Heal Cemetery
Heal Cemetery is in the woods off the Poland Road. It is on the 100 acre lot that John Heal bought from General Henry Knox in 1800 and sold to his son, John Heal, Jr. in 1818, for $1,000. It ran from the outlet of Norton Pond up what is now Martin’s Corner Road and almost 2,000’ down Rt 235. John Heal Sr. apparently claimed the land as early as 1788, and then Knox quieted his claim.
John was born in August, 1760, in Georgetown and in 1785 he married Elizabeth Hinckley (born June, 1763) in the same town. She died on May 6, 1817, and on October 13, 1817 he married Lydia Cooper (Nov 1778-November, 1859) who came from Cambridge, MA but moved to South Thomaston.
The cemetery holds only one engraved stone, that for John and Elizabeth on one side and their first son, Josiah, ((1786-1805) on the opposite side. It is a very beautiful stone with a hand carved on the parents’ side, with the first finger pointing toward heaven, a sign that the soul has left the body for heaven. There is a great deal of detail, a pattern of dots after the parents names, textured stone around the hand, and a pattern of circles in the oval around the hand, and a star in a sunburst above it all.
John had 12 children with Elizabeth and three with Lydia. After the first son, Josiah died at age 19 in 1805, John and Elizabeth named their last child, born March 10, 1806, Josiah. In the cemetery there are 5 pairs of field stones. We do not know to whom they belong but we do know that John and Elizabeth had at three children who died very young: John aged 3 years (1788) (the second John was born in 1793), Deborah (1791), aged 1 year and Kazia (1799), aged 3 years. There may have been others who died so young they were not named.
The cemetery is in a pretty spot with a view of Norton’s Pond. Just a four minute walk away are the remains of John Heal’s house and farm buildings. It is hard to see what it once looked like as there are just a bunch of foundation stones now but it may have once been a Big House, Little House, Back House, Barn homestead.

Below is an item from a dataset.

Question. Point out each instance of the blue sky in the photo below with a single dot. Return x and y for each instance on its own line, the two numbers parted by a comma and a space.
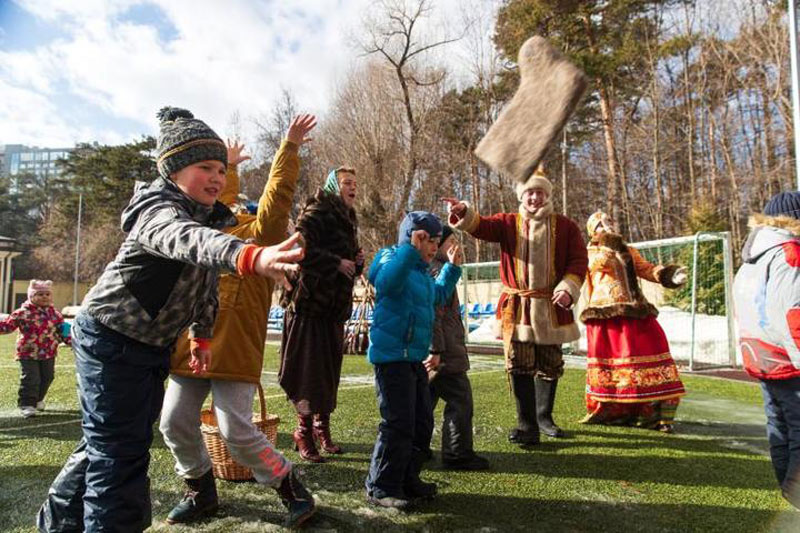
95, 70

John Jr., sold the homestead farm in 1827. It had a number of owners each of whom struggled to finance it. In 1855, Andrew Pendleton, who owned the farm for about 10 years sold it to Ephraim Heal and Samuel Harwood for $1,600.00 Of interest in the deed is the section “reserving therefrom the land fenced out on which the school house now stands so long as it is occupied for a school house lot.” Ephraim Heal sold out to Samuel Harwood a year later and in 1864, Samuel sold the piece of land in the far northwest corner to District 14 for a school. He sold it for $10.00 with the stipulation that they “keep a good and substantial fence on the line between said lot and my land.” In 1894, Samuel Harwood mortgaged the land and in the deed refers to the “so-called Dosett School House,” but by 1929, when John Poland was leaving the lot to his ex-wife, it was called the “corner where the school house used to stand,” and the land had reverted to being a part of the original 100 acres. The spot where it stood is 2/10 of a mile up Martin’s Corner Road (originally called School House Road and then Wentworth Road) on the right on the lower side of the stone wall.
In 1884, Samuel Harwood, and Emery Parker, who owned the abutting land, sold the flowage from Norton’s Pond to the owners of the Knox Woolen Company in Camden for $150.00 each. It would allow the water downstream to reach a certain height marked by a copper bolt in order to run the mill.
This cemetery was never recorded and is now on two lots. The landowners kindly let us explore the area and clean the stone.